Pero, además, se sienta un precedente sumamente peligroso: el uso del aparato estatal para castigar de forma indirecta la libertad de prensa. Una sana convivencia republicana exige fortalecer la labor periodística y la independencia judicial, jamás condicionarlas. La sociedad civil, perpleja ante este atropello, no tardó en reaccionar.
Organizaciones no gubernamentales como Será Justicia advirtieron que se trata de una maniobra inaceptable que no solo afecta un proceso de selección regular, sino que trasunta un ataque directo a un pilar de nuestro sistema republicano, resultando de dudoso apego a las normas reglamentarias y a la división de poderes.
En sintonía, abogados de la agrupación Reset Republicano promovieron una denuncia penal por presunto abuso de autoridad. Ante esto, un fiscal federal solicitó la apertura de una investigación penal invocando la Ley Antidiscriminación (N° 23592), bajo el argumento de que constituye un delito excluir a una persona de un cargo público por motivos ajenos a su idoneidad, como lo es el lazo de parentesco.
Como advirtió con acierto el Colegio Público de Abogados de la Capital Federal, el retiro de un pliego por parte del Poder Ejecutivo es una práctica discutible que debe aplicarse de modo restrictivo, máxime cuando ya cuenta con dictamen de comisión. En tales circunstancias, corresponde al pleno del Senado aceptar o rechazar dicho retiro, evaluando críticamente los motivos para evitar abusos de poder.
Aún queda una luz de esperanza en el Senado, donde la mayoría del arco político parece dispuesta a defender el pliego que el Ejecutivo pretende sepultar por este "pecado familiar", como bien lo bautizó Luciano Román.
En este conflicto no solo está en juego la designación de una magistrada; lo que realmente se debate son los límites del poder frente a los ciudadanos. Si claudicamos ante la arbitrariedad, lo que desaparece es la República.
"Sería inconstitucional" (*)
El abogado constitucionalista Andrés Gil Domínguez aseguró que cuando el Poder Ejecutivo envía pliegos al Senado ya "no hay vuelta atrás", por lo que consideró que el retiro del pliego de la la candidata a jueza María Verónica Michelli, como pretende el gobierno nacional, "sería inconstitucional".

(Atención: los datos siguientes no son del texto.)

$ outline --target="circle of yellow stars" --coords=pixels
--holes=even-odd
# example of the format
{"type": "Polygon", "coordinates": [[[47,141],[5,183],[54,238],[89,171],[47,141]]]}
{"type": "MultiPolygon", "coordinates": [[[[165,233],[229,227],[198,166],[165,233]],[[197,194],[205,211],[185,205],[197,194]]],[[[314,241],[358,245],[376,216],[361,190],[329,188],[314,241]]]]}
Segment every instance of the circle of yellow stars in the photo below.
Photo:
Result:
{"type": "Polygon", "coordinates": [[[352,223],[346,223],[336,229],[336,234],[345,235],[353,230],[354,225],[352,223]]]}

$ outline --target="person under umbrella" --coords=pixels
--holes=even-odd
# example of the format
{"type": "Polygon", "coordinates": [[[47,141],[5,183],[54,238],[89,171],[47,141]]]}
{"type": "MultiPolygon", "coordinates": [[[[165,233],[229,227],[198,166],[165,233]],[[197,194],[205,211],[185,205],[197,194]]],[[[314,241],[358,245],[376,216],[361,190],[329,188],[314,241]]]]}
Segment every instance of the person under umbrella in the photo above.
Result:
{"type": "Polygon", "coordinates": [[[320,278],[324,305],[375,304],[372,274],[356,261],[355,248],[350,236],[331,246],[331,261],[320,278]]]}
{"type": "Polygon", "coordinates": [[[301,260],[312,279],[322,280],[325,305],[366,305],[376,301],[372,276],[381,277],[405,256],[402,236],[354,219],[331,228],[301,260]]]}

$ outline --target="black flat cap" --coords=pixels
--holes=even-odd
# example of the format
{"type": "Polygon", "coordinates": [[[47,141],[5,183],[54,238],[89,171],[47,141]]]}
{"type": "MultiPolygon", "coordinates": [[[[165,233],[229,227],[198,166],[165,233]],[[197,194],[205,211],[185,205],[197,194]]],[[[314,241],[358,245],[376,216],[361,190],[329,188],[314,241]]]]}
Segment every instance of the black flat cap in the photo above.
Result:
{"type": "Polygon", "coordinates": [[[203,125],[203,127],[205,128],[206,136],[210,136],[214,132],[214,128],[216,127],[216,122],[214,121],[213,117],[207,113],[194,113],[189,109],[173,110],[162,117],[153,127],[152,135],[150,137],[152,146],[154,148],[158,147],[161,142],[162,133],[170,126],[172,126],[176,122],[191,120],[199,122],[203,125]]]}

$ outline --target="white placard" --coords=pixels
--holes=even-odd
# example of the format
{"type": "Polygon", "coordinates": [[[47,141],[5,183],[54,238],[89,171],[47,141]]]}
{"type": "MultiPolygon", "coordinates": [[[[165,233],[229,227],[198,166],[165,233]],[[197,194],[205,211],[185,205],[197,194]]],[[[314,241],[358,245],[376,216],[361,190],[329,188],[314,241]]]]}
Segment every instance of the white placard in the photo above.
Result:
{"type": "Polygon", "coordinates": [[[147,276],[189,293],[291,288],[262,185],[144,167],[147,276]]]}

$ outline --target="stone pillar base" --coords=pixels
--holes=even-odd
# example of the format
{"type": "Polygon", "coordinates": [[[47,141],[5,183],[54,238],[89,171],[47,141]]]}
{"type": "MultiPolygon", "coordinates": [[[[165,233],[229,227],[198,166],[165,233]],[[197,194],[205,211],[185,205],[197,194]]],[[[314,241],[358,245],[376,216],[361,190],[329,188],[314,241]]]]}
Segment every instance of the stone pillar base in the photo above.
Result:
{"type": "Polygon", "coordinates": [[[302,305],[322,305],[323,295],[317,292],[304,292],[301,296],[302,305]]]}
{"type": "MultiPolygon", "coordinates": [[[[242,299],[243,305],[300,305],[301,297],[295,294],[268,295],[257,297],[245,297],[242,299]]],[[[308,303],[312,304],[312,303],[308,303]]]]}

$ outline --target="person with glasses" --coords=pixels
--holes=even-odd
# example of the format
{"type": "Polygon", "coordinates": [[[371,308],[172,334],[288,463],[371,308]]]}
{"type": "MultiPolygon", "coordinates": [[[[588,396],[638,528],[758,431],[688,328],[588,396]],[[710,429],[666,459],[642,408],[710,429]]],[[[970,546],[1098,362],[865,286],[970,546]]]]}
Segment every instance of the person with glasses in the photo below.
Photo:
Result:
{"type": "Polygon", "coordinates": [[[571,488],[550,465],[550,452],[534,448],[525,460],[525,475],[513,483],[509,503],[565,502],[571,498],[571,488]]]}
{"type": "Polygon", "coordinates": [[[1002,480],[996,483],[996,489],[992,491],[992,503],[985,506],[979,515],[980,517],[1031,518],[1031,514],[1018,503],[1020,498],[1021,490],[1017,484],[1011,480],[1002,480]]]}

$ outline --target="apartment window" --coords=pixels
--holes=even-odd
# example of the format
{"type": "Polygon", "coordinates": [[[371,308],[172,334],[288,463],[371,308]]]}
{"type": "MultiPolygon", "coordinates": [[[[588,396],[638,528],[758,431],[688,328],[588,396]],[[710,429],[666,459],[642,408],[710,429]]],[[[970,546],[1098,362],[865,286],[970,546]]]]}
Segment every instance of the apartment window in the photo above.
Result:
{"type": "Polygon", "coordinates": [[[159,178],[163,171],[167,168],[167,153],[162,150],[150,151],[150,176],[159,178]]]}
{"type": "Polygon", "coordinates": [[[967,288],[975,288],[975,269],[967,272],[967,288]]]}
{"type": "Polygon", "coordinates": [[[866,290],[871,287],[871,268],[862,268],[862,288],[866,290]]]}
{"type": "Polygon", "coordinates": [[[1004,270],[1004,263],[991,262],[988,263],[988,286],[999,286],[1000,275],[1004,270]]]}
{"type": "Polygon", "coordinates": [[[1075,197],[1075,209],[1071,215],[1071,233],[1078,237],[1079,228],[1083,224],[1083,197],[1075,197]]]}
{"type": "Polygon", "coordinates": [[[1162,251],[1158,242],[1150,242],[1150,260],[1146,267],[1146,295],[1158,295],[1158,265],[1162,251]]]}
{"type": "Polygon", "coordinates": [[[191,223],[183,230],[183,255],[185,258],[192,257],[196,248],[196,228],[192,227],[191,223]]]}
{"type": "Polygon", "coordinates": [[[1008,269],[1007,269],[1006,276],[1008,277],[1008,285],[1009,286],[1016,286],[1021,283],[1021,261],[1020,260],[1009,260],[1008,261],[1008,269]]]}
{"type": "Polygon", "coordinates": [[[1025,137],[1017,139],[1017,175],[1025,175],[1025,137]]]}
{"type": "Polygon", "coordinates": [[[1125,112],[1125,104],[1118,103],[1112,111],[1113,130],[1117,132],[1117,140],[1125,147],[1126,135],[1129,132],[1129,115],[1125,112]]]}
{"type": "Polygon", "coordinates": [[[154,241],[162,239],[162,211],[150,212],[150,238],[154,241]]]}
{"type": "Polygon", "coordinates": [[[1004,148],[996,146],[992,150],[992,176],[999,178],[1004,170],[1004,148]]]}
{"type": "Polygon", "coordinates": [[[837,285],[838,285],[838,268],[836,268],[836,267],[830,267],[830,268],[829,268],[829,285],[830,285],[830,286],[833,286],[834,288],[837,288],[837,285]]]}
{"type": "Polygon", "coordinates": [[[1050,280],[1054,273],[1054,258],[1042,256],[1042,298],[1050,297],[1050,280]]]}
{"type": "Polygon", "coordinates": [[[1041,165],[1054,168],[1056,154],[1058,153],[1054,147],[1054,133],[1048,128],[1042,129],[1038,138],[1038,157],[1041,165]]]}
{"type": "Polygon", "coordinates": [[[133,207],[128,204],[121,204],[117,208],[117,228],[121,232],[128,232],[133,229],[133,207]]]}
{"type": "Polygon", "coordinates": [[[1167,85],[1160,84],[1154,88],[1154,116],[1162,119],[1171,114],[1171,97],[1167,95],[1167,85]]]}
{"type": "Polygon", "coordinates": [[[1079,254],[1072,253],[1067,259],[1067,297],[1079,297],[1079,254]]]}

La opinión del especialista en Derecho Constitucional se da en medio de la polémica por la intención del gobierno de retirar los pliegos de magistrados que deberían tratarse en la sesión del próximo jueves en el Senado, ya que no quiere que se avance con la designación de Michelli como jueza del Tribunal Oral Criminal Federal Nº 3 de La Plata, por ser cuñada del periodista Hugo Alconada Mon, una pluma crítica de la gestión de Javier Milei.
"El Senado, cuando llega el pliego, puede no tratarlo nunca porque no tiene plazo, puede tratarlo y darle el acuerdo, y puede tratarlo y rechazarlo, como ocurrió con (Ariel) Lijo y (Manuel) García Mansilla. Lo que no puede hacer el Poder Ejecutivo es retirar los pliegos, y lo que no puede hacer el Senado es devolverlos al Poder Ejecutivo. No hay vuelta atrás", explicó Gil Domínguez,
Sin dejar de puntualizar que "cuando el Poder Ejecutivo elige a uno y pasa al Senado, luego no puede decir 'lo retiro' porque ya eligió".
"El Senado puede aceptar el pliego o rechazarlo. Constitucionalmente, no se pueden retirar los pliegos que el Poder Ejecutivo ya envió al Senado, pero no es una práctica que se le ocurrió a Karina Milei; es una práctica que muchos gobiernos han hecho de forma inconstitucional", equiparó.
No obstante, Gil Domínguez reconoció que "en este caso la gravedad se profundiza porque, si los motivos son por la ideología de la candidata o de algún familiar de la candidata, ya estaríamos hablando de una situación de discriminación basada en la opinión política".
"Muchos gobiernos han retirado los pliegos de forma inconstitucional. Muchas veces, lo que uno observa en lo que sucede con el gobierno de Milei, es que no ha inventado tácticas inconstitucionales, sino que las lleva al paroxismo. No es que hay una ruptura con prácticas constitucionales, sanas y éticas, sino la exacerbación de prácticas inconstitucionales", amplió.
(*) Entrevista realizada por Luisa Valmaggia para Radio Splendid, replicada por Noticias Argentinas y adaptada para su publicación en El Litoral.